Damn it, Eddie should have listened to his first instinct and refused to let Max spend the night with Lena at her hotel. Now he was paying the price.
“Go to your room,” Eddie told his grumpy, bratty kid as they walked into their kitchen. He set his phone and keys on the table. “And stay there until I call you down for dinner.”
Max’s jaw dropped. “But it’s one o’clock!”
“I know what time it is,” Eddie said with restrained patience, but really, his kid was getting on his last nerve. “And you’re lucky you only have to spend the afternoon in your room. The way you’ve been acting, maybe I’ll just keep you there for the rest of the weekend.”
“That’s not fair!”
“What’s not fair is you hurting that little girl.”
Max had been given a major penalty, and after that, the coach had rightfully benched him. When the game was over, Eddie had told Lena he was taking their son home and putting him in his room. She hadn’t argued, something he was grateful for.
“They check in real hockey.”
“You don’t play real hockey.” Eddie tossed his son’s hockey bag on the floor. “You play in a no-check league. There are no hits. You could’ve hurt her and she didn’t even have the puck. Go up to your room and think about what you did, and while you’re thinking, write her, your coach and the opposing team’s coach an apology.”
“She pushed me first.”
She had. Eddie had seen it, but it wasn’t a no-contact league, and she hadn’t done more than nudge and annoy Max. “Too bad. Just because someone does something wrong, doesn’t mean you have to retaliate.”
“I didn’t!”
“Do you know what retaliate means?”
Max sniffed, crossed his arms, looking like a miniature Lena when she’d gotten a good mad going. “No.”
“It means you don’t have to do it back. Remember what we talked about last year?
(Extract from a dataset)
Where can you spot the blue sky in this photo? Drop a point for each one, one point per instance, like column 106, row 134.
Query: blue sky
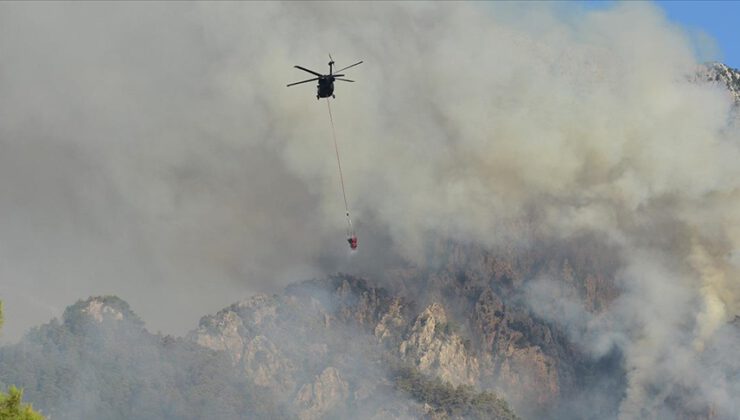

What I said about fighting?”
“It’s not fighting. It’s hockey.”
“It’s fighting. And you were disrespectful to your coach and your grandparents.”
“I want to go to Grandma’s,” Max cried, tears running down his face.
“I already told you, the only place you’re going is to your room.” Rose had offered to take Max for the rest of the day in an effort, Eddie suspected, to save her son’s sanity. But while Eddie didn’t mind his parents or siblings pitching in once in a while, he preferred to handle most things on his own.
He had to make sure Max understood this kind of behavior was unacceptable and to do that, he had to punish him.
“Go on,” Eddie said. “And you know the rules. No video games so just leave your bag right here.”
“I’m going to call Mommy.”
It was like a knife to the heart. Max had never, not once, threatened to call Lena, had long ago stopped asking for her because what was the point? She wouldn’t come. Eddie had thought his son realized that.
Except she had come, had taken Max for the night, after seeing him only two weeks ago.
“You’re not calling anyone,” Eddie said, fear coating his mouth. What if Max preferred Lena? What if he wanted to be with her? What if she continued to want him more often? “You’re going to your room. When you come down for dinner, you can call your mom and maybe see her before she leaves.”
That was reasonable. And the right thing to do.
“I want to call her now,” Max said, crying full force.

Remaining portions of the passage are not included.